‘Get Up With It’, Miles’ final two-disc set from the
70s was seen as a bit of a hotch-potch release when it first appeared, and
garnered itself some middling reviews saying as much. Again, like ‘Big Fun’ and
other recordings from this period in Miles’ career, it has with the passing of
time seen itself keenly re-evaluated and now praised as pushing the boundaries
of music forward (but, unlike ‘Big Fun’, with no new added material).
Not an easy album to write or even think about, it’s
an even harder album to try and put in the confines of one genre. And not
really a coherent album, it is basically a collection of works from a four year
period of ever-changing personnel and experimentations, that rather than
sounding like ‘Big Fun’s missing link between ‘Bitches Brew’ and ‘On The
Corner’, it sounds instead like pieces either taken from each, or from other
scrapped directions (some tracks featuring as interesting directions as having
as many as three guitarists).
‘He Loved Him Madly’, the major showcase of the album,
dominating the first disc at thirty-two minutes, is a languid and simmering
crawl lead by gentle wave after wave of reverbed guitar and Dave Liebmans superior
unaffected flute. When drums, bass and Airto Moreiras persussion enter at
around the ten-minute mark, a gradual intensity begins to take hold as Miles’ yearning
trumpet gently cuts through the sonic haze. Languorous and shimmering, the
piece contains a beauty and lyricism easily as great as ‘My Funny Valentine’,
and one can see the influence it would later have on other musicians and even
whole genres (Brian Eno himself has stated numerous times just how important
this recording was to his later ambient works).
The rest of the first disc is made up of three very
couldn’t-be-different tracks. ‘Maiysha’ is, bizarrely, pretty much a standard
cocktail jazz arrangement, whilst Miles interrupting by stabbing out
harsh-sounding organ chords. ‘Honky Tonk’ is not much to write about and seems
to be here solely to show us the stellar, who’s-who of 70s jazz and fusion,
line-up on display (John McLaughlin! Herbie Hancock! Keith Jarret! Billy
Cobham! Airto! Steve Grossman! Michael Henderson!). The biggest stand-out of
these three though is easily the bizarre and polarizing, what can only be
called an experiment, ‘Rated X’. Featuring a dense, heady mix of tabla, drums,
various African percussion and thumping bass that, with its oddly very
danceable beat, sounds to modern ears like an uncanny precursor to drum ’n’

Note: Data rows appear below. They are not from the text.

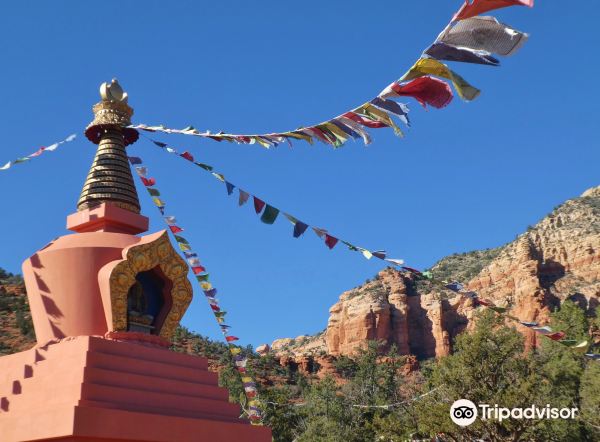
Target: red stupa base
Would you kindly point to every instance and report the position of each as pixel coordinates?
(91, 389)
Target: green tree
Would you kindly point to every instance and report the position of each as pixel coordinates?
(488, 367)
(590, 399)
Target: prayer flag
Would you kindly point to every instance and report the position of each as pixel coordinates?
(198, 269)
(356, 127)
(455, 286)
(229, 187)
(175, 229)
(472, 8)
(543, 330)
(486, 34)
(445, 51)
(243, 197)
(320, 232)
(330, 241)
(426, 90)
(181, 239)
(556, 336)
(290, 218)
(258, 205)
(398, 109)
(193, 261)
(379, 254)
(188, 156)
(269, 215)
(430, 66)
(204, 166)
(346, 129)
(350, 246)
(299, 228)
(368, 122)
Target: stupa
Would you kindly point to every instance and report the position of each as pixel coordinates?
(105, 302)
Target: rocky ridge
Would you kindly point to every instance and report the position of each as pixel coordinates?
(555, 260)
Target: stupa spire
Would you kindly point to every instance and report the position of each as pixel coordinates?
(109, 179)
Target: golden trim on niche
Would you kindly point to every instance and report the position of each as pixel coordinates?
(159, 253)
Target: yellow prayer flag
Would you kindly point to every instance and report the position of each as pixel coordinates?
(379, 115)
(299, 136)
(262, 142)
(431, 66)
(339, 133)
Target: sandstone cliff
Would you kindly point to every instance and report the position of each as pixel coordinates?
(557, 259)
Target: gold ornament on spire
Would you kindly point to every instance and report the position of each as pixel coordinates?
(109, 179)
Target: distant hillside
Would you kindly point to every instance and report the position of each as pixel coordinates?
(555, 260)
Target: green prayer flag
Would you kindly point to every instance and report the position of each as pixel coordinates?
(204, 166)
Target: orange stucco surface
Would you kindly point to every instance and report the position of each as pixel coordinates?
(85, 383)
(94, 389)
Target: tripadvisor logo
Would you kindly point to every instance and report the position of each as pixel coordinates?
(464, 412)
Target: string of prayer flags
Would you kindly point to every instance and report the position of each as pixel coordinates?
(444, 51)
(210, 292)
(472, 8)
(485, 34)
(38, 152)
(426, 90)
(269, 214)
(467, 38)
(430, 66)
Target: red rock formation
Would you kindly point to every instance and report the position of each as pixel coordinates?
(557, 259)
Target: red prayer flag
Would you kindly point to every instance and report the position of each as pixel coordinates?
(331, 241)
(484, 302)
(258, 204)
(176, 229)
(148, 181)
(38, 152)
(471, 8)
(198, 269)
(188, 156)
(364, 121)
(556, 336)
(426, 90)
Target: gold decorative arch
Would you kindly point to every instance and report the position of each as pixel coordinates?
(158, 253)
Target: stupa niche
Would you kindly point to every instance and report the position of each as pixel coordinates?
(105, 304)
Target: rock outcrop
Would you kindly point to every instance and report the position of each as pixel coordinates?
(557, 259)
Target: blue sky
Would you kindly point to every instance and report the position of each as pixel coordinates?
(470, 176)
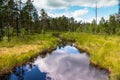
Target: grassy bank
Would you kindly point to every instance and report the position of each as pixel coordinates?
(104, 50)
(21, 49)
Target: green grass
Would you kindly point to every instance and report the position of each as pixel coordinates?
(104, 50)
(22, 49)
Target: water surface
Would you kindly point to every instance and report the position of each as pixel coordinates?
(65, 63)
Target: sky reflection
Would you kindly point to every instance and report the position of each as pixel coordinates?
(66, 64)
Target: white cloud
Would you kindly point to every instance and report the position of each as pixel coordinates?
(48, 4)
(55, 4)
(76, 14)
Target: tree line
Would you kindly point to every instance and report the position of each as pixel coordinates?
(18, 19)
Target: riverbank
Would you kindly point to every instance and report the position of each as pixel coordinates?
(21, 49)
(104, 50)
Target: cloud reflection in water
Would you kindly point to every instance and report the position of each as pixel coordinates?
(64, 64)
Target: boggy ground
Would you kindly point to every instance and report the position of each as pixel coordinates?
(21, 49)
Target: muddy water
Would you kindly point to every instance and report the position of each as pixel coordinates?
(64, 63)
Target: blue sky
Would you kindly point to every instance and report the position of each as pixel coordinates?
(79, 9)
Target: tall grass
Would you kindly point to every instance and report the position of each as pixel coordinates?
(20, 50)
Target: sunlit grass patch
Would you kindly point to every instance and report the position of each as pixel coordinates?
(104, 50)
(23, 49)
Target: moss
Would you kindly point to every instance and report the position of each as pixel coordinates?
(23, 50)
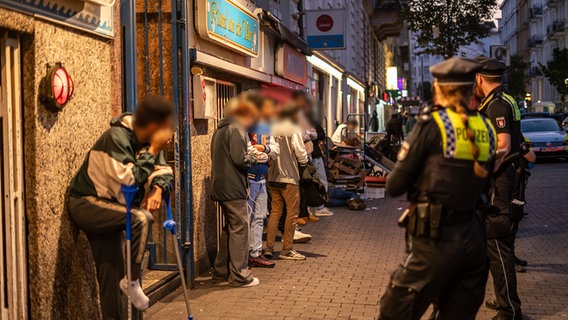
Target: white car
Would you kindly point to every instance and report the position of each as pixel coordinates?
(546, 137)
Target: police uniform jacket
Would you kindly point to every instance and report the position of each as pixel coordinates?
(436, 164)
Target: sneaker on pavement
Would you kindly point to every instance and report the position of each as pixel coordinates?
(255, 282)
(291, 255)
(137, 296)
(300, 237)
(491, 304)
(313, 218)
(260, 262)
(323, 212)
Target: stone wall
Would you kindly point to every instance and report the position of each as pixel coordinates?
(62, 282)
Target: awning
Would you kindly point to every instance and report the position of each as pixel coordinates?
(271, 25)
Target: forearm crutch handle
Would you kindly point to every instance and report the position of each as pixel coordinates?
(170, 225)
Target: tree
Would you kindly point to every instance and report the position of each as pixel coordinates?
(556, 70)
(441, 27)
(516, 77)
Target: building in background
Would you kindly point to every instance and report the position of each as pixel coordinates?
(533, 29)
(422, 79)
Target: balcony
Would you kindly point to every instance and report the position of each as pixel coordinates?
(556, 29)
(535, 41)
(386, 18)
(534, 72)
(535, 12)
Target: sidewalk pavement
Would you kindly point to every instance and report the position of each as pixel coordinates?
(353, 253)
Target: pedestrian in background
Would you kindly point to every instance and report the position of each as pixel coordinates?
(444, 174)
(268, 150)
(374, 122)
(284, 179)
(504, 114)
(231, 158)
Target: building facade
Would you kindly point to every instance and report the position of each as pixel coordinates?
(46, 266)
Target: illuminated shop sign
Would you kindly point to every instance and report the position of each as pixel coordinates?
(230, 24)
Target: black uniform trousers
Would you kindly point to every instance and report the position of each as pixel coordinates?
(451, 271)
(500, 247)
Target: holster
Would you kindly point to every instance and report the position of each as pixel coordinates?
(423, 220)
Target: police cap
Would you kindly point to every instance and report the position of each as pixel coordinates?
(492, 68)
(455, 71)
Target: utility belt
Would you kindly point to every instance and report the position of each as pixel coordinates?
(427, 219)
(256, 177)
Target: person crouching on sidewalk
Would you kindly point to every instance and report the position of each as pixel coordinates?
(129, 153)
(284, 179)
(268, 149)
(231, 158)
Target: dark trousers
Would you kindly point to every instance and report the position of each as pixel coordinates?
(232, 259)
(451, 271)
(500, 247)
(104, 223)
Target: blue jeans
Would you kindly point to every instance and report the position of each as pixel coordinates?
(258, 210)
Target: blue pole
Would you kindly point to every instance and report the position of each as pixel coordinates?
(129, 192)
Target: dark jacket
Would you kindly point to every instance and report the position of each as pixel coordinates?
(230, 161)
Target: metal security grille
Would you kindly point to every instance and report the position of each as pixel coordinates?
(225, 91)
(13, 262)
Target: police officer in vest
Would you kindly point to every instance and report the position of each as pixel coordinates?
(504, 114)
(443, 167)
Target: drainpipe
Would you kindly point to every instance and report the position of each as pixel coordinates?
(180, 29)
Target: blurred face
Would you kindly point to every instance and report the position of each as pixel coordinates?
(268, 110)
(145, 134)
(479, 86)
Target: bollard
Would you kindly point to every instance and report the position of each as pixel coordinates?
(170, 225)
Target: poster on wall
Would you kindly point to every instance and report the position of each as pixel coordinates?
(325, 29)
(87, 16)
(229, 24)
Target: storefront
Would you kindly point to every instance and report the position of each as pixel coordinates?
(238, 47)
(46, 268)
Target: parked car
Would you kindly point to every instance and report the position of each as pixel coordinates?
(546, 137)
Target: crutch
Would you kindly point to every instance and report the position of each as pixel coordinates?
(170, 225)
(129, 191)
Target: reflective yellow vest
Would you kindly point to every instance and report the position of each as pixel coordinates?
(455, 142)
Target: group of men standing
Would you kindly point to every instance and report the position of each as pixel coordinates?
(458, 167)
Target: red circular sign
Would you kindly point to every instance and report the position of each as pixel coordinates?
(324, 23)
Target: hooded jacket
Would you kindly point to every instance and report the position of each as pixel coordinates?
(119, 158)
(230, 161)
(292, 152)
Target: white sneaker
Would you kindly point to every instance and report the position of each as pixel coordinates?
(323, 212)
(255, 282)
(300, 237)
(292, 255)
(137, 296)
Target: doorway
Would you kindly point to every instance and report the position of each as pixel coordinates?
(13, 254)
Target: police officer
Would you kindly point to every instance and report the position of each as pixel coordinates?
(503, 112)
(443, 167)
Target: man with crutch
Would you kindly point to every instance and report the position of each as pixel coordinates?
(128, 153)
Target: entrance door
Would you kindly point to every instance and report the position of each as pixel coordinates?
(13, 259)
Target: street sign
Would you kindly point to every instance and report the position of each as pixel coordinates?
(325, 29)
(500, 53)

bass, Miles again away from his trumpet fires out keyboard riffs that sound
like unholy shrieks. Ocassionally the rhythm stops, leaving nothing but fierce
organ howls. Then the beat starts up again. Some will revel in this strange
early heady beats-based dance music. Others will run in fear at the unholy horror-soundtrack
keyboards.
‘Calypso Frelimo’, in stark contrast to the first disc,
kicks things off on disc two with a bang. Frenzied layers of percussion and
freak-out guitars jostle for space with Miles’ Latin-sounding high-powered
trumpet. Again running well over the twenty-minute length, it sustains itself
for the whole duration, with a nice slow-down section and some excellent
stop-start bass moves from funk-bass prodigy Michael Henderson.
‘Red China Blues’ continues the hard edge, complete
with wails of blues harp, which on any other album would be out of place, here
though it seems to fit in and make sense. ‘Mtume’ on the other hand gives a
nice workout to the stellar eponymous percussionist, whilst ‘Billy Preston’ ends
proceedings with Miles on piano giving him a chance to give tribute to one of
his soul inspirations and is simply a riot of fun and funk.
‘Get Up With It’ is, like many other recordings from
this period in Miles Davis illustrious career, seriously over-looked – either
for being too ahead of its time or only now being listened to without any bias
or pre-conception. It isn’t jazz. There is some funk, there is some rock, and there
is some jazz, but mostly trying to put this into one genre would be useless,
and false.
When it finally closes, the album feels like the end
of a long and winding, unplanned one-way roadtrip. Like listening to an
over-stuffed cassette or CD mix tape an over-enthusiastic fan has made for you,
it’s sequencing and structure doesn’t really feel coherent, and you probably won’t
remember half of what you heard. Smaller selected journeys are required for
‘Get Up With It’, so the hard funk can be appreciated separately, away from the
soulful and moving, the larger group sounds away from the smaller. Not the best
Miles album as a whole entity, by far, it has more than a strong number of compelling
tracks (you need to hear ‘He Loved Him Madly’ at least twice in your life), and
perhaps each has to be listened to individually to be fully appreciated, but it
is a journey that has to be done, because the highlights are spectacular.